The aim of this strategy is to put immediate pressure on the opponent with the intent of ending points quickly. Good returns must be made, or else the server can gain the advantage. This tactic is especially useful on fast courts (e.g. grass courts) and less so on slow courts (e.g. clay courts). For it to be successful, the player must either have a good serve to expose an opponent's poor return or be exceptionally quick and confident in movement around the net to produce an effective returning volley. Ken Rosewall, for instance, had a feeble serve but was a very successful serve-and-volley player for two decades. Goran Ivanišević, on the other hand, had success employing the serve-and-volley strategy with great serves and average volleys.

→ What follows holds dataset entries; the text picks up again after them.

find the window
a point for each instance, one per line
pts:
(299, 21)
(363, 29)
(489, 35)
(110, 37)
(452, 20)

The serve-and-volley era (roughly 1940-2000) 
Although some early tennis greats such as Bill Tilden, Ellsworth Vines, and Don Budge were noted for their fine serves and net games, they did not play a 100% serve-and-volley style game. Jack Kramer in the late 1940s was the first world-class player to consistently come to the net after every serve, including his second serve. Kramer writes, however, in his 1979 autobiography, that it was Bobby Riggs, his opponent in the 1948 Pro tennis tour who began the strategy: "When we first started touring he came at me on his first serve, on his second serve, and on my second serve.... my second serve didn't kick like Bobby's, so he could return that deep enough and follow into the net.... It forced me to think attack constantly. I would rush in and try to pound his weakest point -- his backhand. So the style I am famous for was not consciously planned: it was created out of the necessity of dealing with Bobby Riggs."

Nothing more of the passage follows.